LAR 388L
How do we build equitable and ethical communities while living within a flawed world? How might the everyday actions of care-taking, repair work, and maintenance be used as generative tools of landscape form? How can design contribute to a culture of care and stewardship?
This course will explore work by scholars, designers, and community organizers who strive to create a culture of care as a resistance to the inequities and power imbalances of our society. We’ll consider the potential of an ‘ethic of care’ for the design of urban environments and as a guide for contemporary social practice. This ethic, grounded in feminist care theory, argues that the mundane, often invisible labors of care are the essential actions that produce and realize designed landscapes over time. For Joan Tronto, care-work includes “everything that we do to maintain, continue, and repair our ‘world’ so that we can live in it as well as possible.
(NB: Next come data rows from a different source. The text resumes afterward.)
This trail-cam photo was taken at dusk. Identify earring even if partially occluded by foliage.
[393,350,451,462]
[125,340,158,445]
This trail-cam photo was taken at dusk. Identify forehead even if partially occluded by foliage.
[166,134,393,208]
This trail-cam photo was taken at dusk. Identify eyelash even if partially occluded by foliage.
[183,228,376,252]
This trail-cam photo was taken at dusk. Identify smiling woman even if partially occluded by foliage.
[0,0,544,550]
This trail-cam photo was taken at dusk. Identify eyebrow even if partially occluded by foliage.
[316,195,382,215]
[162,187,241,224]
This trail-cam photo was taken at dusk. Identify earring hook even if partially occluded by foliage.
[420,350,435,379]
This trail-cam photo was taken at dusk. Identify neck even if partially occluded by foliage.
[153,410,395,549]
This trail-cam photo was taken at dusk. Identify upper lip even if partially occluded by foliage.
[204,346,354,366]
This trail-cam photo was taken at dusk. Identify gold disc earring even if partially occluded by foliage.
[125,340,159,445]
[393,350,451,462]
That world includes our bodies, our selves, and our environment, all of which seek to interweave in a complex, life-sustaining web.” Care labor is skilled, iterative, and specific to context. For designers, it might include site preparation, construction and installation, and regular maintenance/aftercare, as well as everyday use, acts of advocacy, and community organizing and coalition building on a site’s behalf.
This seminar will engage connections across theory and practice, and consider an expanded notion of design through precedents in art, community organizing, gardening, and other allied fields. Together, we will consider how the work of maintenance, care, and repair might serve as processes toward ecological and social impacts, and as tools of resistance. The course will involve lectures, workshops, and discussions and will be grounded in weekly readings alongside a review of design projects. Throughout the semester, we will engage guest lecturers on the particular considerations of “care” in the design, creation, and maintenance of space in Austin.
Students will develop two projects over the course of the semester. In Project 1 we will record and reflect on caring relationships in their own lives using a journal and other tools of documentation. Students will offer a brief presentation of their findings in class and submit an analysis including images and brief (500-word) text. In Project 2 we will develop case studies of design projects through the lens of care and relationality. A list of possible projects from contemporary design practice will be provided. Students will present their case study twice during the semester, and will submit a final research report with annotated images during exam week. Structured prompts will guide the development of the case study.